A Twitter user called Steve replied stating: ‘But when you combine it with all the negative stereotyping she’s done about trans women, it shows a clear pattern. 

‘It’s not anti-trans as such but it does play into the fears that trans women are cis males looking to spy on women.’

Cohen replied: ‘Read the bloody book why don’t you?’ 

In June, the Harry Potter author hit the headlines after she mocked an online article using the words ‘people who menstruate’ instead of ‘women’. 

She was hit by what she described as ‘relentless attacks’ after she wrote: ‘I’m sure there used to be a word for those people. Someone help me out. Wumben? Wimpund? Woomud?’

The acclaimed novelist then penned a deeply personal essay to address the controversy, revealing she was sexually assaulted in her 20s and saying she still feels the scars of ‘domestic violence’ in her first marriage. 

Rowling’s remarks sparked backlash from a range of stars including Rupert, Emma Watson – who played Hermione in the film franchise, Daniel Radcliffe who played Harry and Eddie Redmayne, who stars in her Fantastic Beasts films. 

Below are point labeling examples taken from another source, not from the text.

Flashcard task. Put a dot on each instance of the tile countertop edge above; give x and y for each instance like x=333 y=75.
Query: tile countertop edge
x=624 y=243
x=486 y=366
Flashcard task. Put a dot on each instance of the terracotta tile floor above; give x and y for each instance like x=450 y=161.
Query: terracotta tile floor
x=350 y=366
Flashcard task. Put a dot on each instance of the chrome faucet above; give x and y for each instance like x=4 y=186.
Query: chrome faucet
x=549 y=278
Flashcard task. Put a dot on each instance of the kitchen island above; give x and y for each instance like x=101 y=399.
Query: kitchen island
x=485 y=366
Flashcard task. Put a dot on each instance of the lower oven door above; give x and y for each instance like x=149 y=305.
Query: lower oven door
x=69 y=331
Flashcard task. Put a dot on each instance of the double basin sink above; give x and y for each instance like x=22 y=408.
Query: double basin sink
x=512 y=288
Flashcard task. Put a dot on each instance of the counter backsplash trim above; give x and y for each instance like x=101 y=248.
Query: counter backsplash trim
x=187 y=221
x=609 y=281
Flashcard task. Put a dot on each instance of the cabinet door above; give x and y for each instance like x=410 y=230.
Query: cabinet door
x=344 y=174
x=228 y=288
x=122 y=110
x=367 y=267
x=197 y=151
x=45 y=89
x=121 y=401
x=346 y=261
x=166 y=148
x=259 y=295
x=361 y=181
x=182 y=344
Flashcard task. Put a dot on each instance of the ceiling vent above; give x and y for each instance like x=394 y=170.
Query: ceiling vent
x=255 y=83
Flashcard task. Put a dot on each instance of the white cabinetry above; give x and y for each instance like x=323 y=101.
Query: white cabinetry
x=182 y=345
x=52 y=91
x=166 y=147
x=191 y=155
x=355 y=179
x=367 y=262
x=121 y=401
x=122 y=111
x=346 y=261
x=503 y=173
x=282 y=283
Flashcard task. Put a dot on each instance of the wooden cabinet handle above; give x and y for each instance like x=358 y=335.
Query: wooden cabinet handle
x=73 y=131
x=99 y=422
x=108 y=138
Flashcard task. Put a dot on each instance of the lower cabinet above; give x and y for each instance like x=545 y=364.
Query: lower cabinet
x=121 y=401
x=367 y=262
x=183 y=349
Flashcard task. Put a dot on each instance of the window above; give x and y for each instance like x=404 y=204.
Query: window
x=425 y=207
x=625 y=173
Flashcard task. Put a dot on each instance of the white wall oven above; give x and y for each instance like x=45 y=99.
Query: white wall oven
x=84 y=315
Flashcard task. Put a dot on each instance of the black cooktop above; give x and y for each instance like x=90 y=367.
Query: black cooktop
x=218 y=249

But actor Robbie Coltrane – who played Rubeus Hagrid in the movies – told the Radio Times: ‘I don’t think what she said was offensive really.’ 

‘I don’t know why but there’s a whole Twitter generation of people who hang around waiting to be offended. 

He added: ‘That’s me talking like a grumpy old man, but you just think, “Oh, get over yourself”.’

Cormoran Strike – the fifth book in the series – has been published by Sphere, an imprint of the Little, Brown Book Group.

Little, Brown Book Group are owned by Hachette, one of several publishers involved in Miss Rowling’s children’s book The Ickabog. 

In June, several of those involved in The Ickabog, are said to have staged their own rebellion during a heated meeting. 

One source said: ‘Staff in the children’s department at Hachette announced they were no longer prepared to work on the book. 

‘They said they were opposed to her comments and wanted to show support for the trans lobby. These staff are all very “woke”, mainly in their twenties and early thirties, and apparently it is an issue they feel very strongly about.’

Another insider said: ‘It was a handful of staff, and they are entitled to their views. If they were being asked to edit a book on domestic abuse, and they were a survivor of domestic abuse, of course they would never be forced to work on it. But this is a children’s fairy tale. It is not the end of the world. They will all be having chats with their managers.’

Hachette is the parent company of Virago Press, a London-based company who publish women’s writing and feminist books. Notable published authors include Maya Angelou, Beatrix Campbell and Angela Carter.